Simon Pegg:  I don’t think Simon Pegg has ever done anything that I don’t think is awesome and adorable.  And that includes his hilarious TV show: Spaced, his portrayal of Montgomery Scott in Star Trek, his films with Nick Frost, his adorable Instagrams of his dog and anything else that he has put out into the world.  To the geek culture, Simon Pegg is like a prophet, a figure of immense wisdom and wonder.  And I am using his definition of the word “geek” which is outlined in his book and displayed below.  So, you can understand why people like me enjoy his work and think he’s just freakin awesome, in general.  Based on his tweets, I get the impression that he’s also a really lovely guy.  Simon Pegg is awesome, not only in his body of work but in his general existence.  Love you.



Mark Wahlberg: I don’t know much about Mark Wahlberg.  I’ve only seen like two of his movies (The Happening and Ted) but I just get the impression that he takes himself WAY too seriously.  It truly bugs me that I have no evidence to support these claims, but I just really really think this guy is kind of a wiener jacket.  Perhaps one day, I will understand Marky Mark.  But that day is not today.  So he can go fuck himself.

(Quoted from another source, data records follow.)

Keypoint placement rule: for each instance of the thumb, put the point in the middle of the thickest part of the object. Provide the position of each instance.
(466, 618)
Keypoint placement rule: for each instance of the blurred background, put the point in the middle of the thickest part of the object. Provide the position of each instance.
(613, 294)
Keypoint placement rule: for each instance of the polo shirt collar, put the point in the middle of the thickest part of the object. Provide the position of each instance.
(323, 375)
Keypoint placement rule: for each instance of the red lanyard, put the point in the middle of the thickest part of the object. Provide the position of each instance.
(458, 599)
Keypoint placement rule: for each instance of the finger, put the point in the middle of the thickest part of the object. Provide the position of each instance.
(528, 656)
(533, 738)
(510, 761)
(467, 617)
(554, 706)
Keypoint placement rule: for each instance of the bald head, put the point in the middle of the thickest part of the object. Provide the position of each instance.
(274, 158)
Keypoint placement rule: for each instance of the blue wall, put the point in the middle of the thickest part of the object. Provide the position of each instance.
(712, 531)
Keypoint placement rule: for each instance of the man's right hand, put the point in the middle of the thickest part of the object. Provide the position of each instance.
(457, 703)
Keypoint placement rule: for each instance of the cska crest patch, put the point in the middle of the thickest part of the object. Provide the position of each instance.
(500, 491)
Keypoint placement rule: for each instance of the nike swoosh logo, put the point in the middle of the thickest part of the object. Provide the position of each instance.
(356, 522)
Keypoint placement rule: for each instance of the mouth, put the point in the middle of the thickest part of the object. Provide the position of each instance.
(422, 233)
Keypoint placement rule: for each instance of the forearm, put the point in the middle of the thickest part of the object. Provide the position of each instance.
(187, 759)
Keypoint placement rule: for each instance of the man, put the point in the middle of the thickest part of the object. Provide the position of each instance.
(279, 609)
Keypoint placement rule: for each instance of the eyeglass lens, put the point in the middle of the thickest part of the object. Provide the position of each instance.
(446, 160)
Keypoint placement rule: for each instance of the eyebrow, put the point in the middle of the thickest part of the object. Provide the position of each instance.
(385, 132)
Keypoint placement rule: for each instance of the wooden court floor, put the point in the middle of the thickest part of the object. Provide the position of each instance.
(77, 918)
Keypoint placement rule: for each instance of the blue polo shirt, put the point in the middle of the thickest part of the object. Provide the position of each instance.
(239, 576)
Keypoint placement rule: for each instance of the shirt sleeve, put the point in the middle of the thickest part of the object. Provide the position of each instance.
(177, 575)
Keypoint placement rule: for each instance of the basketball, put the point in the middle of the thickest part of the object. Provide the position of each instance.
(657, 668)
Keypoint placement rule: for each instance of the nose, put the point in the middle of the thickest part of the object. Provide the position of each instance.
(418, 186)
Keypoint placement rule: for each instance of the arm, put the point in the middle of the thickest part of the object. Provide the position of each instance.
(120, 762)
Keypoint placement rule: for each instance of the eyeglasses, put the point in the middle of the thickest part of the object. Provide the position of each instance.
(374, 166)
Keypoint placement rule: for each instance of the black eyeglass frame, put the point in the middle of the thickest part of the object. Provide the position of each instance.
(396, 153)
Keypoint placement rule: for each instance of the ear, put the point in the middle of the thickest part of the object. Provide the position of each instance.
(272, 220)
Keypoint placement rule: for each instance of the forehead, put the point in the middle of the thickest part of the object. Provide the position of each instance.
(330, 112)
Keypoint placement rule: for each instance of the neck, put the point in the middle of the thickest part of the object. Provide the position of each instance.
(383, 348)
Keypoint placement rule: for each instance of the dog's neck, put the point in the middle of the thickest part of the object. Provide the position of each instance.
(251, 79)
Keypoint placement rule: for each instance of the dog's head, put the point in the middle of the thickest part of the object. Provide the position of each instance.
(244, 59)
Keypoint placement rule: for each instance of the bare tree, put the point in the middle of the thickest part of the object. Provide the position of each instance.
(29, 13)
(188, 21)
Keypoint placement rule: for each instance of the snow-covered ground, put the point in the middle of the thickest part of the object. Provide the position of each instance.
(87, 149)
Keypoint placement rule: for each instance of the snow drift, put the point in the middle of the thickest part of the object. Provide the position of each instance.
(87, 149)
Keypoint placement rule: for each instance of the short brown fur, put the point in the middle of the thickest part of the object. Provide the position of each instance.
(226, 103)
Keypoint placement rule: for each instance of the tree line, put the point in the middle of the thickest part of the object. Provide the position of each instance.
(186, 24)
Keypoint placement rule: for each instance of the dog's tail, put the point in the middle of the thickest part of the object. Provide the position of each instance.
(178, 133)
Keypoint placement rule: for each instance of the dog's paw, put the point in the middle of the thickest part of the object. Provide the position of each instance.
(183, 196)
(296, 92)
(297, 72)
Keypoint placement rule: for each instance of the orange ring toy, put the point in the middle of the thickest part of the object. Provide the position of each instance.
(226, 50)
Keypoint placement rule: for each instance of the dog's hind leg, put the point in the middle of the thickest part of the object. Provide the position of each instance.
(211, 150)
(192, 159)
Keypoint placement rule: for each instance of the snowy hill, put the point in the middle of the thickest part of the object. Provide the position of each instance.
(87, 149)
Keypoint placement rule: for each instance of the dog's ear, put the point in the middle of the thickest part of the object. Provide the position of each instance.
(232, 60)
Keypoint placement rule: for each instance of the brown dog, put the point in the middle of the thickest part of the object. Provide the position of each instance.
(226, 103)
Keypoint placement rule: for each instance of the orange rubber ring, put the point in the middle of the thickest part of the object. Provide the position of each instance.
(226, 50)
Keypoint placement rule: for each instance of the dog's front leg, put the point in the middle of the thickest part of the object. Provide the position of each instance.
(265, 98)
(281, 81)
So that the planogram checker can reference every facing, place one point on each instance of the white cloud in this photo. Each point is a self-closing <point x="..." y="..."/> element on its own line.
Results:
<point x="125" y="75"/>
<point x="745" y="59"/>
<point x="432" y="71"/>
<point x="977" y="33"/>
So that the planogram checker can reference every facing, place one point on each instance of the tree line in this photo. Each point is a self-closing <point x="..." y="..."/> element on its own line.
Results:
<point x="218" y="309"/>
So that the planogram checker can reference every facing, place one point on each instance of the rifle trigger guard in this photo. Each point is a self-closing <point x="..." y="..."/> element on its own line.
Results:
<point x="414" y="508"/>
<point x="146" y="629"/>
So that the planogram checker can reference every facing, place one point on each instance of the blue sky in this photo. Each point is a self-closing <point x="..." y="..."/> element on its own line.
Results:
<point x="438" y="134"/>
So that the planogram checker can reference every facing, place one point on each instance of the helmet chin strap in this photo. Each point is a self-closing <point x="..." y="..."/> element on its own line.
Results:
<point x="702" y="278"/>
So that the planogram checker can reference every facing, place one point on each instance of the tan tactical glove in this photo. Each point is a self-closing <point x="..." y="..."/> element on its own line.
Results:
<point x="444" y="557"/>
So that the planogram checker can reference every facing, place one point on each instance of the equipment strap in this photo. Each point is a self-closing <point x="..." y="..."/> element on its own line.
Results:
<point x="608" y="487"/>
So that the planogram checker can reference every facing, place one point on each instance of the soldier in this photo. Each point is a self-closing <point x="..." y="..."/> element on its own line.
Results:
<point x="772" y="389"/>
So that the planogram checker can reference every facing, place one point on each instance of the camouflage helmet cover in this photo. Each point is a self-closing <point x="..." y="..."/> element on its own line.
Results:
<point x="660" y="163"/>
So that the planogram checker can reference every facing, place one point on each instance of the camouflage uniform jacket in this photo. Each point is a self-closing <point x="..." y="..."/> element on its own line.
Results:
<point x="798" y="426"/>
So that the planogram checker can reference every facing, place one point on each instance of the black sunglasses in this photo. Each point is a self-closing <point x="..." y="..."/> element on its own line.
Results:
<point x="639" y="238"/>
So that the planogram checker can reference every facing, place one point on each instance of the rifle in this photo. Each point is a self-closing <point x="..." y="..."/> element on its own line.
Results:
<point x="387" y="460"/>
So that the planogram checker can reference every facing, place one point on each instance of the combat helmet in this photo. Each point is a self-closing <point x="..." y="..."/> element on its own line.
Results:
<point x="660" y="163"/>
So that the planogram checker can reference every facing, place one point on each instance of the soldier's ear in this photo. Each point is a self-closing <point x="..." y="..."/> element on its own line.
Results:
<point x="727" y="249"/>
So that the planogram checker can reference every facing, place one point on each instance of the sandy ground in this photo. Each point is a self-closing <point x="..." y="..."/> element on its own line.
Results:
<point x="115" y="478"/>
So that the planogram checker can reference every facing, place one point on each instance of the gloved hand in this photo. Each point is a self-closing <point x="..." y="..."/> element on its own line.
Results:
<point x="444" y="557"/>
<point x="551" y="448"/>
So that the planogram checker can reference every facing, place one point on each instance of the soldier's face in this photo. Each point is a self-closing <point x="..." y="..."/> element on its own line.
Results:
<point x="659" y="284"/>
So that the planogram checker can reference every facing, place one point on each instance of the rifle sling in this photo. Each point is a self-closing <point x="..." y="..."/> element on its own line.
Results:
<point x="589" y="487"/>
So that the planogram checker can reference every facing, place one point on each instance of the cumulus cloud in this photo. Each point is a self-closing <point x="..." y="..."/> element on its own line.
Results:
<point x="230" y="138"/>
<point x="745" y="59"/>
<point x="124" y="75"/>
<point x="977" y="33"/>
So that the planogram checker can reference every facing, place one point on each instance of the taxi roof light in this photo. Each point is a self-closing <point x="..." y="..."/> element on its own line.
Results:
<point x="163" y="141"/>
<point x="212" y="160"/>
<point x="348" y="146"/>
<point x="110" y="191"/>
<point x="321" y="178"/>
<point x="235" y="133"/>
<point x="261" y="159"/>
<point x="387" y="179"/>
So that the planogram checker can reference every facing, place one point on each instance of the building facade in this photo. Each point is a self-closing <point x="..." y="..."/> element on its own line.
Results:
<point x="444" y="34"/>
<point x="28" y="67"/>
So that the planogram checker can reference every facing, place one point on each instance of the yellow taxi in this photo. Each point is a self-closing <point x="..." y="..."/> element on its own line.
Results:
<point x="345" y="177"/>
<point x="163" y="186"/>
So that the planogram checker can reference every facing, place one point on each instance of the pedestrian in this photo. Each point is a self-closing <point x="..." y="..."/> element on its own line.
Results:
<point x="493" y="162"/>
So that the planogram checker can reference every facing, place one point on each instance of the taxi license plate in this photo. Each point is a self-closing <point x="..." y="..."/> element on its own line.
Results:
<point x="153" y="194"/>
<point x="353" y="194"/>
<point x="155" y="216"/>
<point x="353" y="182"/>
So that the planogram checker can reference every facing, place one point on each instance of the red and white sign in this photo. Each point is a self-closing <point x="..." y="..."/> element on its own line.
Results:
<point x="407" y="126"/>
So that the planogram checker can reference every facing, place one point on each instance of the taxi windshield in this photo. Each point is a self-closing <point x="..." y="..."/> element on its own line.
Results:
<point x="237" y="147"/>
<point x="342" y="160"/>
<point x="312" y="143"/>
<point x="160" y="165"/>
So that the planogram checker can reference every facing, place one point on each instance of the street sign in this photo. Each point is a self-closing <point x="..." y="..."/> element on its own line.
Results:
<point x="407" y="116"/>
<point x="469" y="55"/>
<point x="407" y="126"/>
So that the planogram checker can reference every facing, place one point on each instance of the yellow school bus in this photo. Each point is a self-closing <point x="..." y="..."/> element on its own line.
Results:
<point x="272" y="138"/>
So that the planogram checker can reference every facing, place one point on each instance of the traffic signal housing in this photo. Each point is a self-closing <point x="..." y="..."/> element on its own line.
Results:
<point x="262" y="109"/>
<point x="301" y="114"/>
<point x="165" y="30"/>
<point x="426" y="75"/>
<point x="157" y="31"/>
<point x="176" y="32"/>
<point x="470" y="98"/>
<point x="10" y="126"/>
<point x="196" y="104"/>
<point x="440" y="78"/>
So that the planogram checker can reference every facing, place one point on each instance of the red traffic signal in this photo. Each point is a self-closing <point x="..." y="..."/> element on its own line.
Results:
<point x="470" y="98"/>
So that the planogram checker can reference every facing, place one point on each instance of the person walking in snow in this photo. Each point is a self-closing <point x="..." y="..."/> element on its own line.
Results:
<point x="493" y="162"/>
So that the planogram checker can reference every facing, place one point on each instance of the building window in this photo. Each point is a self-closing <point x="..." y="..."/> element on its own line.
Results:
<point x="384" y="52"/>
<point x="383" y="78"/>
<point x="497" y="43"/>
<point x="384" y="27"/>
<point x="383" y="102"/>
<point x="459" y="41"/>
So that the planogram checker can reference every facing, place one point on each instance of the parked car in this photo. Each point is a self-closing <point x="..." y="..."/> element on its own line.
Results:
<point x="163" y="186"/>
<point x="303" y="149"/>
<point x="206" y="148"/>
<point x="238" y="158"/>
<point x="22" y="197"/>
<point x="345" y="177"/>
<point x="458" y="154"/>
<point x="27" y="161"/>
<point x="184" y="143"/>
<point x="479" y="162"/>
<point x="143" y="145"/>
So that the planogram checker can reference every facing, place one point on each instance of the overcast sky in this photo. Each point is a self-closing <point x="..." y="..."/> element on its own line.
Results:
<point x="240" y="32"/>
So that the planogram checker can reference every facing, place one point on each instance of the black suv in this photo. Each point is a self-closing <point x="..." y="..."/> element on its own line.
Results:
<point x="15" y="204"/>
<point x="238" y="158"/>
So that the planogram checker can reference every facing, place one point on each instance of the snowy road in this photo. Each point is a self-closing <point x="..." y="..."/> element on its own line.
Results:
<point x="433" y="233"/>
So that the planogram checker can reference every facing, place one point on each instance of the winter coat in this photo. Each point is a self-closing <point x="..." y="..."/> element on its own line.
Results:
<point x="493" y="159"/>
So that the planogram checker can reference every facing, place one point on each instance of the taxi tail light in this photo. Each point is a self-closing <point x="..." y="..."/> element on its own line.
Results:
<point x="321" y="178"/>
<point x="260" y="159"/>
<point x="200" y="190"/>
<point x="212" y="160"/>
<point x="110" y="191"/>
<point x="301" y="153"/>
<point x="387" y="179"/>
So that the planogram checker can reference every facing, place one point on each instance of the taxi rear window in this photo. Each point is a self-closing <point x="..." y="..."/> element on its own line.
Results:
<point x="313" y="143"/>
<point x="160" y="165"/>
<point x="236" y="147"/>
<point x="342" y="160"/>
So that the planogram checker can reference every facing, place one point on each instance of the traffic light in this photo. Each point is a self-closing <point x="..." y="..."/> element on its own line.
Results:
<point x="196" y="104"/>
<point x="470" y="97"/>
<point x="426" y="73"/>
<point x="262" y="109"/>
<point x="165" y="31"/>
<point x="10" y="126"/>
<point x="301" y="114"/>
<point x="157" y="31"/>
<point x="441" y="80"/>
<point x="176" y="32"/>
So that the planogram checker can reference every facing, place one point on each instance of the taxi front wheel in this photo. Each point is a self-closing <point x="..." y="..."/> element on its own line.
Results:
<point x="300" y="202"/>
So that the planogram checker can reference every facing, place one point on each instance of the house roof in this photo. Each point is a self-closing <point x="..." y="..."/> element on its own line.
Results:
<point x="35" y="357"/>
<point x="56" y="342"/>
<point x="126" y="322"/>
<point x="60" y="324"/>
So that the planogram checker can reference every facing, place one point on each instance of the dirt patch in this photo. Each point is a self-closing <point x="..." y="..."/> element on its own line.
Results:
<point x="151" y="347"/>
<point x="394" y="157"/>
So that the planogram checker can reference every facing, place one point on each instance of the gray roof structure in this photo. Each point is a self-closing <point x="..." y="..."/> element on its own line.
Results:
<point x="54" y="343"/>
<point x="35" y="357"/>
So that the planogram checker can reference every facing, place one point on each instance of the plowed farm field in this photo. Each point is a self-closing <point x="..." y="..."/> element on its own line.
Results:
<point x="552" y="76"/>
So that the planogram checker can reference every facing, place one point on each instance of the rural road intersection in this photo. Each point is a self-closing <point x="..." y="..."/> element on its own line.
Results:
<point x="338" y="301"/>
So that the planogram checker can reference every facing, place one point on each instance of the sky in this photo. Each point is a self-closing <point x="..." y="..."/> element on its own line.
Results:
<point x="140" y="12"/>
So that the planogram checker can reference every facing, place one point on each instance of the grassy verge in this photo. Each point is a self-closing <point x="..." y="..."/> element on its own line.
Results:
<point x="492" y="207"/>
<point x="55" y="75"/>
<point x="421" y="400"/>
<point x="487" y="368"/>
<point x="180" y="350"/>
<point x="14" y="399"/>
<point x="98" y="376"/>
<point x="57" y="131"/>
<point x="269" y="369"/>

Miley Cyrus: I’m sure Miley’s not a bad person, but I feel like she really needs to go away for a while and give us all a breather.  Talk about overstaying her welcome.  I didn’t care about her when she was on Hannah Montana, I didn’t care when those first skanky photos leaked, I cared a little when she started saying shit about Nick Jonas (back off my boys!), I didn’t care when she got caught bong-handed, when she pole-danced, when she got engaged, when she started getting tattoos and dressing all Courtney Love, when she shaved her head—I just.  Do not.  Care.  Sometimes, I just want to shake her and yell at her to go hide away for a while and try to be a normal person, but the rest of the time, I just want to tell her to go fuck herself.

Put them away, Miley.  No one wants to see that.

Taylor Swift: This one’s tough for me because I love love all of Taylor Swift’s music.  Like, I have 2 of her CDs in my car’s 6 disc changer, right now.  That’s one third of the music I have in my car.  I LOVE her.  But sometimes I can’t freakin stand her.  Whether it’s her “oh my god, you really like me?” face she does every. time. she wins something, or the pure, virginal sweetheart she portrays herself to be everytime she dons a princessy dress or sings about wanting to get married and have babies, or the fact that she still puts on that pure, virginal sweetheart act even though she goes through like a boyfriend a week.  Not to mention, about 90% of her songs are about boys that have done her wrong and their awful, skanky girlfriends.  Taylor, you need to look inside yourself and realize that the problem is not them, it’s you.  I love you, but go fuck yourself.

See?  She makes that face all the time.

Thanks for reading and I’ll see you real soon.  In the meantime, don’t forget to help control the pet population.  Support pro-choice dog clinics!